We certainly are living through interesting times.
The level of despair and anguish being experienced is like nothing that has happened in decades. For most of us, not in our lifetimes. Urban hospitals all over the world are being converted into mass casualty triage tents previously only used in active combat zones. There is so much uncertainty, anxiety and stress everywhere. It can feel completely overwhelming.
For the past 20 years, I have helped people going through cancer treatment and their loved ones navigate the strange new landscape of uncertainty a life challenging diagnosis can bring. This process is now repeating itself on a planetary scale. The entire world-- billions of people-- have been very quickly taken from the familiar into the unknown. The economic toll is just beginning to be felt, but the human toll is already rippling out all over the world.
It was from Roshi Joan Halifax that I first learned the term "Edge State". This refers to the boundary between the known and the unknown. For all of us, the world we knew is gone. The world that we will make out of this is still to be determined. We are in the in-between-- the Edge. What Tibetan Buddhists call a "bardo".
Edge States are not easy. There are some tips and coping skills that are helpful. But I don't know if they can "solve" the Edge. The Edge is something we have to be at home in, like living in a hut on the lip of a smoldering volcano.
I don't think it's an exaggeration to say that for many of us, certainly all of us in health care, this is a traumatic time. It's a slow motion, serialized trauma that will unfold for weeks, probably months. There is only so much one can do to be ready. Of course, in our happiness based society, the goal is already targeted to be "resilience", but that may be more for economic wishful thinking than for emotional health.
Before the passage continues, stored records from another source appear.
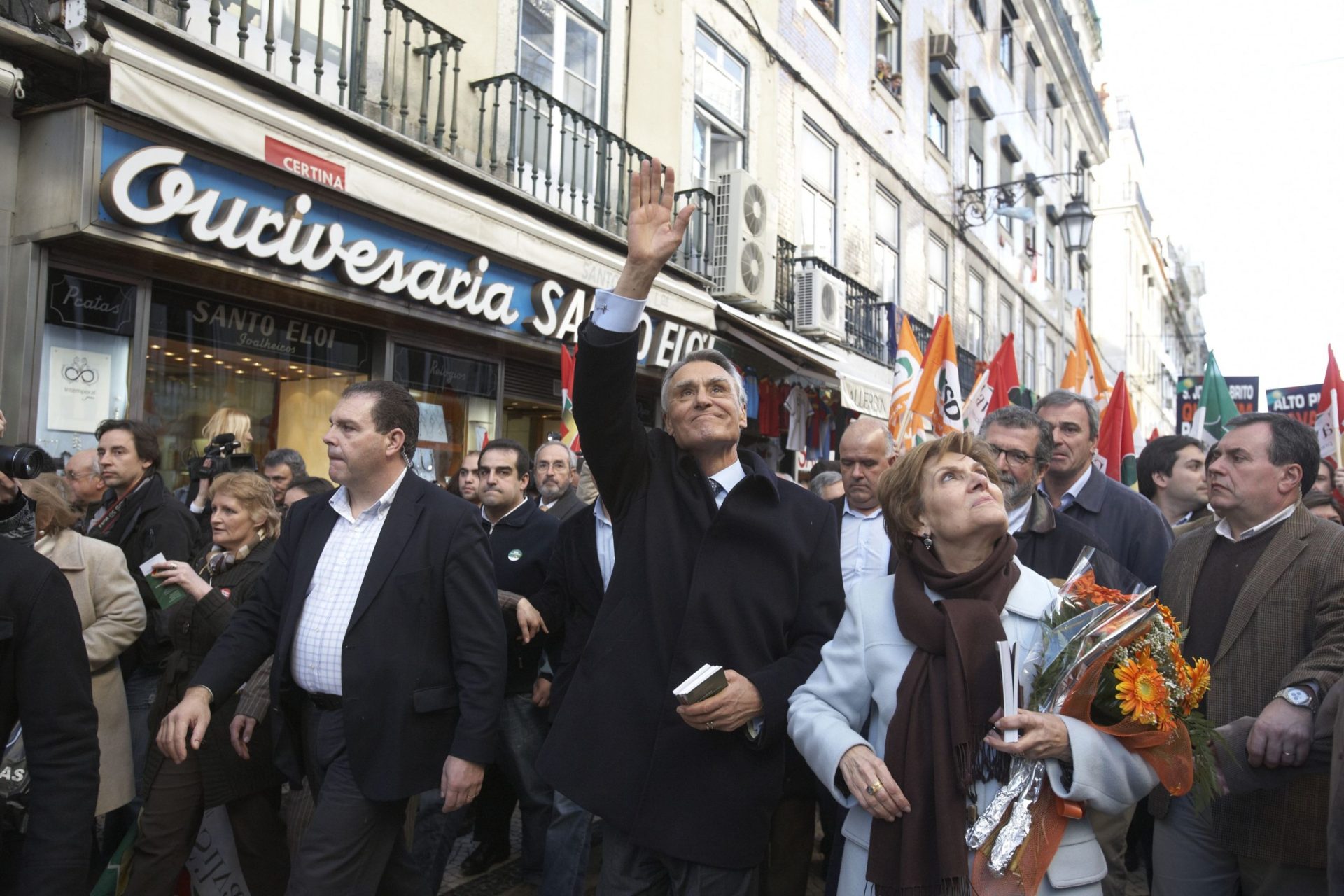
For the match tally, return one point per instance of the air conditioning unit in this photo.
(742, 262)
(942, 49)
(819, 304)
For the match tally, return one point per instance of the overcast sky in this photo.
(1240, 109)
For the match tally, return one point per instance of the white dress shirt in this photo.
(605, 543)
(1074, 491)
(1018, 517)
(1226, 531)
(334, 592)
(864, 547)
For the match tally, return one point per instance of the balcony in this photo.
(864, 318)
(378, 58)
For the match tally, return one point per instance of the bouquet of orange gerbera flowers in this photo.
(1112, 660)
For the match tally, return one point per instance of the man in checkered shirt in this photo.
(379, 605)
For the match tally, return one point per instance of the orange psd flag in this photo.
(1116, 442)
(939, 393)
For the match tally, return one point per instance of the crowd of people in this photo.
(393, 660)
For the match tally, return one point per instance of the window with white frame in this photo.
(818, 204)
(1030, 333)
(888, 50)
(886, 248)
(937, 276)
(1006, 43)
(718, 140)
(1004, 317)
(976, 315)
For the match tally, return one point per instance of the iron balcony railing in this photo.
(866, 317)
(553, 152)
(378, 58)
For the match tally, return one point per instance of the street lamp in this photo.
(976, 206)
(1077, 223)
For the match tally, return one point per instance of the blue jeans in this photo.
(141, 687)
(568, 846)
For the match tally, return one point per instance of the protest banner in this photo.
(1298, 402)
(1245, 393)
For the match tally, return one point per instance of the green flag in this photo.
(1215, 406)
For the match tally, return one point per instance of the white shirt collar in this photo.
(730, 476)
(1226, 531)
(872, 514)
(1074, 491)
(340, 501)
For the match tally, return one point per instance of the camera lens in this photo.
(19, 464)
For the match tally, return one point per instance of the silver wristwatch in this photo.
(1303, 697)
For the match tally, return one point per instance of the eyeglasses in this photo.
(1016, 458)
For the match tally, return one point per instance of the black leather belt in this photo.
(324, 700)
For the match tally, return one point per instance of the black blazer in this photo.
(424, 666)
(753, 586)
(892, 559)
(1126, 520)
(570, 599)
(45, 684)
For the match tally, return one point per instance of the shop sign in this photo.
(207, 321)
(166, 191)
(1245, 391)
(1298, 402)
(864, 398)
(88, 302)
(305, 164)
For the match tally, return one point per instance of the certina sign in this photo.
(286, 238)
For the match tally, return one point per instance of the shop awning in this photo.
(864, 386)
(168, 86)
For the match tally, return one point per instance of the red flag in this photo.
(569, 429)
(1003, 375)
(1116, 442)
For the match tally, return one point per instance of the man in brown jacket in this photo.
(1262, 596)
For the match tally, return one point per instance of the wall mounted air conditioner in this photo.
(742, 262)
(942, 49)
(819, 304)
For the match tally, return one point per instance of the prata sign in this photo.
(166, 191)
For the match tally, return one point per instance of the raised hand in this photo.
(652, 232)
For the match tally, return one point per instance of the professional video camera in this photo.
(20, 463)
(220, 458)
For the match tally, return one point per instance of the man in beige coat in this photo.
(1262, 597)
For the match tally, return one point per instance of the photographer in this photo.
(227, 438)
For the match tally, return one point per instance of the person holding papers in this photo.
(917, 662)
(201, 599)
(718, 562)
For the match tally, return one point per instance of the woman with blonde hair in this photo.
(112, 615)
(914, 668)
(244, 526)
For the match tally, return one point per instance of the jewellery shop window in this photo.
(209, 356)
(457, 398)
(85, 359)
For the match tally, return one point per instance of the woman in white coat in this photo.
(897, 718)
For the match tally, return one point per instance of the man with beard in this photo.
(555, 468)
(1047, 542)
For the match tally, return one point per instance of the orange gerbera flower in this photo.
(1170, 620)
(1142, 690)
(1088, 589)
(1200, 678)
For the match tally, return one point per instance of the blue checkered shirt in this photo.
(334, 590)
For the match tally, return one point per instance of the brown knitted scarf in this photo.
(944, 704)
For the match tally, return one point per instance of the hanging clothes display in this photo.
(800, 409)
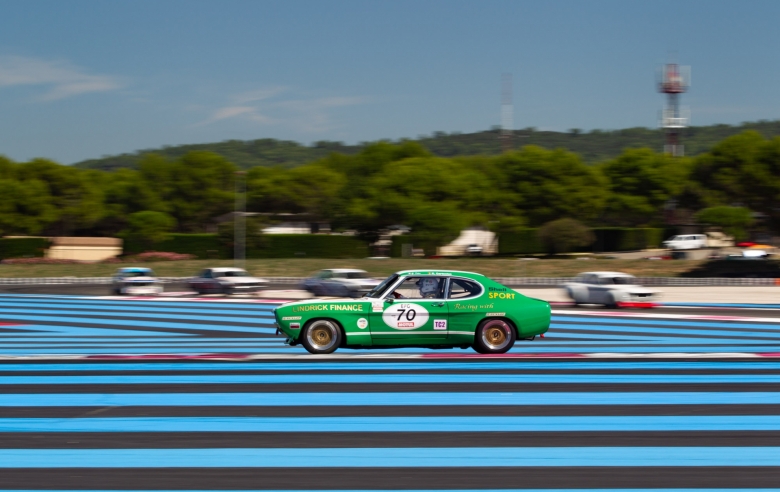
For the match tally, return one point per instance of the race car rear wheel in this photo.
(321, 336)
(494, 336)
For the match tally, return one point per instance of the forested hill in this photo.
(593, 146)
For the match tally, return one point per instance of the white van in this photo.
(686, 241)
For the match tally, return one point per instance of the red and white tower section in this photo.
(674, 80)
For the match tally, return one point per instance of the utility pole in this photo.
(239, 221)
(507, 112)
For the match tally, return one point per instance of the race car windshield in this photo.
(624, 280)
(377, 291)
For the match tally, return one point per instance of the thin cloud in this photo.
(60, 79)
(265, 107)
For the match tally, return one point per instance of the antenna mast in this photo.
(507, 112)
(674, 81)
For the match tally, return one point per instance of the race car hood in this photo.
(131, 280)
(242, 280)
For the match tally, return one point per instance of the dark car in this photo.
(340, 282)
(226, 281)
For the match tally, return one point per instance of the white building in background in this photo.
(473, 241)
(84, 248)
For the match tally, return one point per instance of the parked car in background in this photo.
(473, 250)
(712, 239)
(686, 241)
(226, 280)
(136, 281)
(340, 282)
(608, 288)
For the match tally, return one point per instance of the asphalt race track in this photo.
(177, 394)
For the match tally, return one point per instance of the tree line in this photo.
(404, 183)
(593, 146)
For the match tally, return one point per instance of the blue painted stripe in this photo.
(137, 323)
(441, 490)
(396, 424)
(358, 365)
(152, 308)
(395, 378)
(43, 330)
(665, 322)
(385, 399)
(652, 331)
(67, 313)
(391, 457)
(81, 300)
(722, 305)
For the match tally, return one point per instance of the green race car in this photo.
(418, 308)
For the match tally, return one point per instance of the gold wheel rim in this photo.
(494, 336)
(322, 336)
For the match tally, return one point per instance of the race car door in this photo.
(414, 311)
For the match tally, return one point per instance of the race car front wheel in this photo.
(494, 336)
(321, 336)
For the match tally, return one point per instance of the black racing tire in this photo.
(494, 336)
(321, 336)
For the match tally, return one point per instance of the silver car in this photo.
(136, 281)
(226, 280)
(611, 289)
(340, 282)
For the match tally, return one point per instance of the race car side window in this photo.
(461, 288)
(420, 288)
(379, 290)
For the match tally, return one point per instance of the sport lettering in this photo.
(501, 295)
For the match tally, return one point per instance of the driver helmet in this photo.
(429, 287)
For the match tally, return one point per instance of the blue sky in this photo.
(81, 78)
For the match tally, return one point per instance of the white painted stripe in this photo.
(655, 315)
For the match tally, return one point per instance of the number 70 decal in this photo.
(405, 316)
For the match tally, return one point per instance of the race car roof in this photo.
(438, 272)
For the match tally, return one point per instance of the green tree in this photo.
(552, 184)
(640, 182)
(743, 170)
(565, 235)
(734, 221)
(149, 227)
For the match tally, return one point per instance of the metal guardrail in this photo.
(513, 281)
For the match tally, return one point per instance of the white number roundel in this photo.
(405, 316)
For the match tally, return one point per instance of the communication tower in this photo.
(507, 112)
(674, 80)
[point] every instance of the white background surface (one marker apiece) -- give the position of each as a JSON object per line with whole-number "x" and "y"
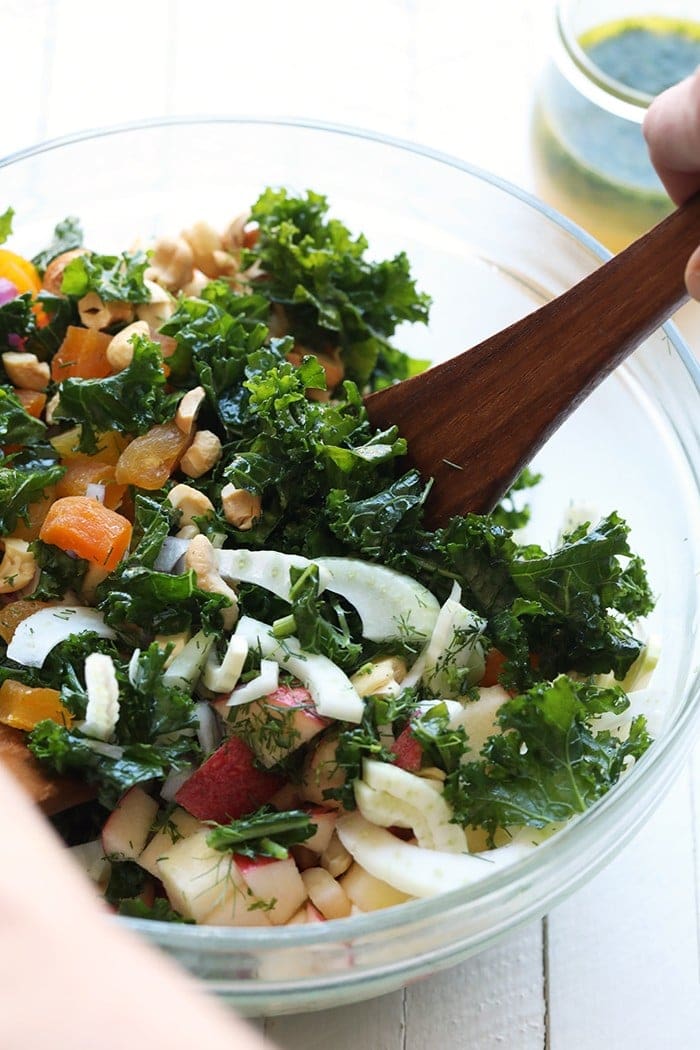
{"x": 616, "y": 966}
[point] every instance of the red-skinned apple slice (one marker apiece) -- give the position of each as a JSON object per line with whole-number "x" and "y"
{"x": 228, "y": 785}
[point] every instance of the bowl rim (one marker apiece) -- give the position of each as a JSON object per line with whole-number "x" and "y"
{"x": 652, "y": 769}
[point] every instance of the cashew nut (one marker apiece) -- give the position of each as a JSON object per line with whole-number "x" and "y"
{"x": 120, "y": 350}
{"x": 240, "y": 507}
{"x": 54, "y": 273}
{"x": 160, "y": 307}
{"x": 203, "y": 454}
{"x": 18, "y": 566}
{"x": 172, "y": 263}
{"x": 98, "y": 314}
{"x": 188, "y": 410}
{"x": 200, "y": 557}
{"x": 26, "y": 371}
{"x": 190, "y": 502}
{"x": 204, "y": 240}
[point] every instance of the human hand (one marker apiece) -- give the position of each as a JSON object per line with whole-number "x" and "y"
{"x": 672, "y": 130}
{"x": 69, "y": 975}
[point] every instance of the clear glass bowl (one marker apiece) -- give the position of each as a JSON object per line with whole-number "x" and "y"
{"x": 488, "y": 254}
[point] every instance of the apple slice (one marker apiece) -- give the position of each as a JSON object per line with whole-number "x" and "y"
{"x": 228, "y": 785}
{"x": 325, "y": 824}
{"x": 276, "y": 882}
{"x": 205, "y": 884}
{"x": 408, "y": 751}
{"x": 368, "y": 893}
{"x": 179, "y": 824}
{"x": 279, "y": 722}
{"x": 127, "y": 827}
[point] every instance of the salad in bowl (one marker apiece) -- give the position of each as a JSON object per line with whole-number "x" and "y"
{"x": 261, "y": 690}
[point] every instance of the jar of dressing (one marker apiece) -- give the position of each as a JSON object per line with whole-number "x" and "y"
{"x": 610, "y": 59}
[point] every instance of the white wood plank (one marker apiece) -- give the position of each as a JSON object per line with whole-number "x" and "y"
{"x": 25, "y": 40}
{"x": 623, "y": 951}
{"x": 492, "y": 1001}
{"x": 375, "y": 1025}
{"x": 109, "y": 64}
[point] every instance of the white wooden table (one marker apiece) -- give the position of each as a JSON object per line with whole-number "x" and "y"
{"x": 617, "y": 965}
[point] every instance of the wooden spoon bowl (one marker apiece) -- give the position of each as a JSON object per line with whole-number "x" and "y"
{"x": 474, "y": 421}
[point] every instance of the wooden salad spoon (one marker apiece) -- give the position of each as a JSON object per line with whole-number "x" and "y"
{"x": 474, "y": 421}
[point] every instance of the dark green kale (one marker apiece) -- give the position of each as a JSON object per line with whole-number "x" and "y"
{"x": 215, "y": 336}
{"x": 19, "y": 488}
{"x": 66, "y": 751}
{"x": 547, "y": 613}
{"x": 126, "y": 880}
{"x": 17, "y": 426}
{"x": 131, "y": 401}
{"x": 6, "y": 224}
{"x": 18, "y": 323}
{"x": 148, "y": 707}
{"x": 298, "y": 450}
{"x": 510, "y": 512}
{"x": 332, "y": 295}
{"x": 58, "y": 572}
{"x": 548, "y": 763}
{"x": 442, "y": 747}
{"x": 310, "y": 622}
{"x": 112, "y": 277}
{"x": 67, "y": 234}
{"x": 368, "y": 740}
{"x": 267, "y": 833}
{"x": 158, "y": 910}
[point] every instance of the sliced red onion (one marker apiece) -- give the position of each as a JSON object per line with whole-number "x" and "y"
{"x": 208, "y": 733}
{"x": 7, "y": 291}
{"x": 96, "y": 491}
{"x": 174, "y": 781}
{"x": 173, "y": 548}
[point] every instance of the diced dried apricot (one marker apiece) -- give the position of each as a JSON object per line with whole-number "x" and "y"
{"x": 83, "y": 355}
{"x": 33, "y": 401}
{"x": 149, "y": 460}
{"x": 87, "y": 528}
{"x": 23, "y": 706}
{"x": 86, "y": 470}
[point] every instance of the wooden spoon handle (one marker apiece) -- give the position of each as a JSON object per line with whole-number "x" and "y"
{"x": 474, "y": 421}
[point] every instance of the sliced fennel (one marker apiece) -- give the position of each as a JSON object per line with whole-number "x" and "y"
{"x": 389, "y": 604}
{"x": 35, "y": 636}
{"x": 332, "y": 691}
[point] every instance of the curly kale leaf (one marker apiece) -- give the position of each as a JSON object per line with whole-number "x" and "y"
{"x": 331, "y": 293}
{"x": 214, "y": 341}
{"x": 311, "y": 621}
{"x": 18, "y": 323}
{"x": 68, "y": 752}
{"x": 548, "y": 763}
{"x": 266, "y": 833}
{"x": 148, "y": 707}
{"x": 131, "y": 401}
{"x": 19, "y": 488}
{"x": 67, "y": 234}
{"x": 567, "y": 610}
{"x": 17, "y": 426}
{"x": 6, "y": 224}
{"x": 112, "y": 277}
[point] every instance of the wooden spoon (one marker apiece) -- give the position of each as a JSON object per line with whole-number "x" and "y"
{"x": 474, "y": 421}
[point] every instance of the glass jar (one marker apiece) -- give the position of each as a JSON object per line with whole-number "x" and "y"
{"x": 610, "y": 59}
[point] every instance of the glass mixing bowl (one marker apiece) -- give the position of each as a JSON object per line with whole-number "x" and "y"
{"x": 487, "y": 253}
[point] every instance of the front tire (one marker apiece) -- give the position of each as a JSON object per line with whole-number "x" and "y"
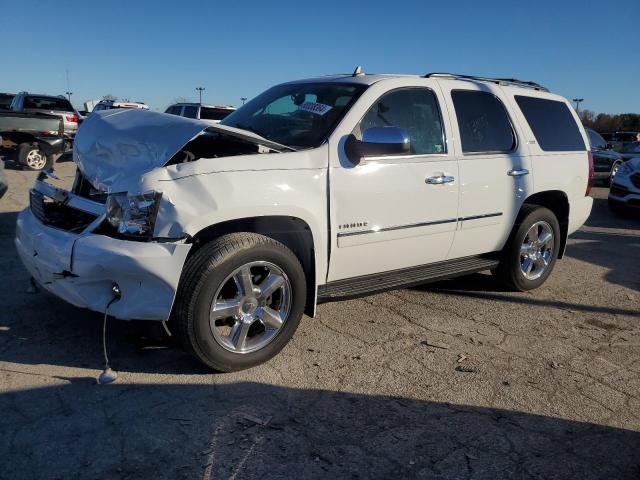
{"x": 33, "y": 158}
{"x": 240, "y": 300}
{"x": 532, "y": 249}
{"x": 614, "y": 170}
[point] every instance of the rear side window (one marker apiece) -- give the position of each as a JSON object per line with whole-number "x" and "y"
{"x": 596, "y": 140}
{"x": 190, "y": 111}
{"x": 483, "y": 122}
{"x": 552, "y": 124}
{"x": 48, "y": 103}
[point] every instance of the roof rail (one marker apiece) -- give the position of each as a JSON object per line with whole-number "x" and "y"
{"x": 499, "y": 81}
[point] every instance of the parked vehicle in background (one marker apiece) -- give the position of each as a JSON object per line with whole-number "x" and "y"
{"x": 630, "y": 150}
{"x": 111, "y": 104}
{"x": 25, "y": 102}
{"x": 4, "y": 185}
{"x": 209, "y": 113}
{"x": 606, "y": 161}
{"x": 5, "y": 100}
{"x": 625, "y": 188}
{"x": 619, "y": 140}
{"x": 315, "y": 190}
{"x": 35, "y": 139}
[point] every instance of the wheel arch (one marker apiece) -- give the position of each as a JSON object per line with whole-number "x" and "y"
{"x": 558, "y": 202}
{"x": 293, "y": 232}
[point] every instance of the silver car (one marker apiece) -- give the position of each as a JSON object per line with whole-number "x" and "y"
{"x": 50, "y": 104}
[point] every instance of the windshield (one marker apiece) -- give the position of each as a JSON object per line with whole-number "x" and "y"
{"x": 5, "y": 100}
{"x": 208, "y": 113}
{"x": 48, "y": 103}
{"x": 298, "y": 115}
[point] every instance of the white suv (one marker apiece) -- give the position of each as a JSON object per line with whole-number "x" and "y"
{"x": 315, "y": 190}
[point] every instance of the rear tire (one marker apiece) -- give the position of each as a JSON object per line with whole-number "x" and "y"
{"x": 532, "y": 249}
{"x": 615, "y": 206}
{"x": 30, "y": 156}
{"x": 216, "y": 305}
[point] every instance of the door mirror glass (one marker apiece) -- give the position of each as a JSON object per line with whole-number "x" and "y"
{"x": 377, "y": 142}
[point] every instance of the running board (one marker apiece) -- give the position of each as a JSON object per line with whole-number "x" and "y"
{"x": 406, "y": 277}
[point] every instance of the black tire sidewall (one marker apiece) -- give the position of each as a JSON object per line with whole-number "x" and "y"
{"x": 217, "y": 356}
{"x": 513, "y": 254}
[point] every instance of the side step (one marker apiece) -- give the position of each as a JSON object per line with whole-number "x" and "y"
{"x": 406, "y": 277}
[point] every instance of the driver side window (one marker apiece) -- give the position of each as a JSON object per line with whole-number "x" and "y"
{"x": 416, "y": 111}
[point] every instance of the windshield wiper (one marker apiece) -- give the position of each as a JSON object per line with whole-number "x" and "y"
{"x": 248, "y": 128}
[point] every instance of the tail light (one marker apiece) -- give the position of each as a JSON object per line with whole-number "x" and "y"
{"x": 590, "y": 179}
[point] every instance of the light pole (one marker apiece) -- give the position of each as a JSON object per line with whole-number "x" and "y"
{"x": 578, "y": 100}
{"x": 200, "y": 90}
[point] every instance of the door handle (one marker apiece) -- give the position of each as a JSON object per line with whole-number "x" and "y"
{"x": 439, "y": 179}
{"x": 518, "y": 172}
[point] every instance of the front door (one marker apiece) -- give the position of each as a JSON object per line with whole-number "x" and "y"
{"x": 391, "y": 212}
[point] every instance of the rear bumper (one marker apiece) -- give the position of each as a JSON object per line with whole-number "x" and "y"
{"x": 81, "y": 269}
{"x": 579, "y": 211}
{"x": 624, "y": 192}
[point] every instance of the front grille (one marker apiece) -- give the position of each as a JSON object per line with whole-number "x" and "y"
{"x": 83, "y": 188}
{"x": 58, "y": 215}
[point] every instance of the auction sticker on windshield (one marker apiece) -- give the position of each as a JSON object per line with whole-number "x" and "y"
{"x": 313, "y": 107}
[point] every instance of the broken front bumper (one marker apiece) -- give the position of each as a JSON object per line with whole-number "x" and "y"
{"x": 81, "y": 269}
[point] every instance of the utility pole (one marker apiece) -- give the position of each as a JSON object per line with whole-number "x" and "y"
{"x": 578, "y": 100}
{"x": 200, "y": 90}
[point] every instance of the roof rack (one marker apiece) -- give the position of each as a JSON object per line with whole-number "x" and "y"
{"x": 498, "y": 81}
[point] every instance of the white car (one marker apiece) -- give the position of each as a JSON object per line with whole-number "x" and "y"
{"x": 210, "y": 114}
{"x": 625, "y": 186}
{"x": 315, "y": 190}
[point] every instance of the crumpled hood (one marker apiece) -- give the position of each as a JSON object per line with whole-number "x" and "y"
{"x": 115, "y": 147}
{"x": 119, "y": 144}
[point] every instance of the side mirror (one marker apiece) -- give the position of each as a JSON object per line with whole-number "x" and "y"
{"x": 376, "y": 142}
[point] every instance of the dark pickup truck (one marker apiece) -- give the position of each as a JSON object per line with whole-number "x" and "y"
{"x": 36, "y": 140}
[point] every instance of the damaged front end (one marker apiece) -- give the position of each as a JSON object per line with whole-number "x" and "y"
{"x": 59, "y": 242}
{"x": 77, "y": 244}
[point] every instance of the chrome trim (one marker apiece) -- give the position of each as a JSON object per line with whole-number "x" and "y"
{"x": 477, "y": 217}
{"x": 439, "y": 179}
{"x": 396, "y": 227}
{"x": 518, "y": 172}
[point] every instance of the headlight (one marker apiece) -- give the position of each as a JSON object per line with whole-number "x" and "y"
{"x": 625, "y": 169}
{"x": 133, "y": 214}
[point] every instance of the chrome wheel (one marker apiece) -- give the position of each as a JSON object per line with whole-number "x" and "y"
{"x": 536, "y": 251}
{"x": 250, "y": 307}
{"x": 36, "y": 159}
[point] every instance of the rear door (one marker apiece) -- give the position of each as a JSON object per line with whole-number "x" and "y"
{"x": 384, "y": 213}
{"x": 494, "y": 169}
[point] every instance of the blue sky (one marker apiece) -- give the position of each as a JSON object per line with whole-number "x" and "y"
{"x": 157, "y": 51}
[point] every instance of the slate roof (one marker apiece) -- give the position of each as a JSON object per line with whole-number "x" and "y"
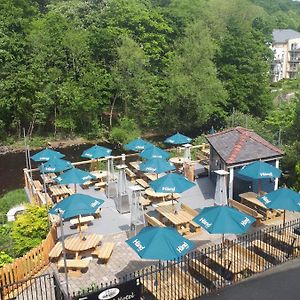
{"x": 283, "y": 35}
{"x": 238, "y": 145}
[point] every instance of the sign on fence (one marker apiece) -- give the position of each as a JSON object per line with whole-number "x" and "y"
{"x": 130, "y": 290}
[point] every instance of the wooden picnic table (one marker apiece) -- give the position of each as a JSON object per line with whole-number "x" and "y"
{"x": 48, "y": 177}
{"x": 178, "y": 217}
{"x": 77, "y": 245}
{"x": 60, "y": 191}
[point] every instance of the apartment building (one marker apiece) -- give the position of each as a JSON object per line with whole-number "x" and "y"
{"x": 286, "y": 48}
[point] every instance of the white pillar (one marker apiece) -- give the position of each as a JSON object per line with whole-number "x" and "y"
{"x": 230, "y": 184}
{"x": 276, "y": 179}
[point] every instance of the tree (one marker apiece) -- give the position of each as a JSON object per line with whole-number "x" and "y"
{"x": 193, "y": 91}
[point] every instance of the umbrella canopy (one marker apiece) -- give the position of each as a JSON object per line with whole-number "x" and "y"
{"x": 75, "y": 176}
{"x": 137, "y": 145}
{"x": 163, "y": 243}
{"x": 283, "y": 198}
{"x": 178, "y": 139}
{"x": 154, "y": 152}
{"x": 171, "y": 183}
{"x": 96, "y": 152}
{"x": 76, "y": 205}
{"x": 156, "y": 165}
{"x": 55, "y": 165}
{"x": 46, "y": 155}
{"x": 259, "y": 170}
{"x": 223, "y": 219}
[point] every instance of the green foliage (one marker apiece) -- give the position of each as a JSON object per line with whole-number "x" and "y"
{"x": 29, "y": 229}
{"x": 126, "y": 131}
{"x": 11, "y": 199}
{"x": 4, "y": 259}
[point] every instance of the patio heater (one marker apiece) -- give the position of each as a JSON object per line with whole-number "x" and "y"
{"x": 122, "y": 199}
{"x": 221, "y": 188}
{"x": 111, "y": 188}
{"x": 137, "y": 217}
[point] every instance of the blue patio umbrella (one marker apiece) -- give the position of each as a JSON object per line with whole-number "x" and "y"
{"x": 163, "y": 243}
{"x": 156, "y": 165}
{"x": 46, "y": 155}
{"x": 154, "y": 152}
{"x": 282, "y": 198}
{"x": 259, "y": 170}
{"x": 55, "y": 165}
{"x": 75, "y": 176}
{"x": 96, "y": 152}
{"x": 171, "y": 183}
{"x": 223, "y": 219}
{"x": 137, "y": 145}
{"x": 178, "y": 139}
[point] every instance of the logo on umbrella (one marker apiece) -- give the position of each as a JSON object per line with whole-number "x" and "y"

I believe that before we speak of resilience, we have to experience what is happening with the best available tools in our toolkit. What we are experiencing is grief for the world we knew, the people we love who will not survive this experience, perhaps already for so many who have succumbed. We are also grieving the lives we thought we were going to live. We all had plans and roles that have disappeared, crumbled and changed.
How do we experience this in as healthy a way as possible?
My work with people going through cancer treatment, when life becomes a prolonged Edge State, has taught me a few things:
1) Accept that this is happening. You don't have to be immersed in the news all the time, but stay informed just enough to guide your daily decision making and daily choices.
2) Structure your time. If you are now working from home, or not able to work, set up a schedule. Most humans find safety in routines, even if they are annoying routines. Wake up and go to sleep at the same time. Eat meals at the same time. Exercise if you are able to.
3) Find your breath. Mindfulness has become increasingly popular, but with its popularity have also come a bunch of unfounded claims. I believe that mindfulness is a mind-body technique to improve the human stress response through breath awareness. This may be helfpul to watch. Practice breath awareness as often as you can, especially after watching the news.
4) Try and keep a clear mind. Avoid alcohol and other intoxicants. If you smoke anything, quit. There is growing concern that inhaled smoke in any form makes people more susceptible to increased complications and death from COVID-19.
5) Do the best you can. This is a global pandemic. The world is grieving what it knew. The horrors of this time will be told for years to come. This doesn't need to be the most productive time in your life. You may not make the best decisions every day. The goal is this: be a loving friend to yourself. Treat yourself and others with kindness. That is surprisingly difficult for most of us in a slow moving trauma like we are all experiencing. Do the best you can. That may be hard enough.